When applied to humans, the terms designate not social rank but personal traits. Alphas are big, strong, loud, and aggressive. Betas are smart, sensitive, soft-spoken, and cooperative. In other words, alphas embody the traditional concept of masculinity. They use their size and strength to get what they want. They are the jocks. Meanwhile, the nerdy betas rely on intelligence to get ahead.

The erroneous equation of alpha status with specific traits is understandable because in most of the animals observed, the alphas are, in fact, big, strong, loud, and aggressive. There are good evolutionary reasons for this. Stronger, more aggressive organisms are more likely to survive in an environment where survival depends on hunting and fending off predators.

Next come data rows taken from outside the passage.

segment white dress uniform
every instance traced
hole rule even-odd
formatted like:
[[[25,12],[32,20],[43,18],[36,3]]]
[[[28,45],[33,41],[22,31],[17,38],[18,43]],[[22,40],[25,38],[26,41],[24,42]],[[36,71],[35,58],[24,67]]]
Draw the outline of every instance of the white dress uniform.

But let’s not forget that whether a behavior is adaptive or maladaptive depends on the environment to which we must adapt. As the environment changes, what counts as adaptive behavior also changes.

And O how our environment has changed! By adapting to the environment, we have also changed it, building cities that would have bewildered our ancestors, and in many ways bewilder us. The environmental conditions that compelled our species to divide labor along lines of biological sex no longer exist. We don’t have to hunt; we have grocery stores. So men don’t have to be macho to survive and women don’t need a man to survive.

The problem with the popular use of the term “alpha male” is that it encourages maladaptive behavior via the glorification of an outdated model of masculinity. It ignores the reality of life in a modern Western democracy.

Being loud and aggressive may have conferred an adaptive advantage for our ancestors, but in modern society these same traits are maladaptive. Being loud and aggressive will probably get you thrown in jail. Being intelligent and sensitive will get you ahead, as evidenced by the success of men like Mark Zuckerberg, Bill Gates, and President Barack Obama.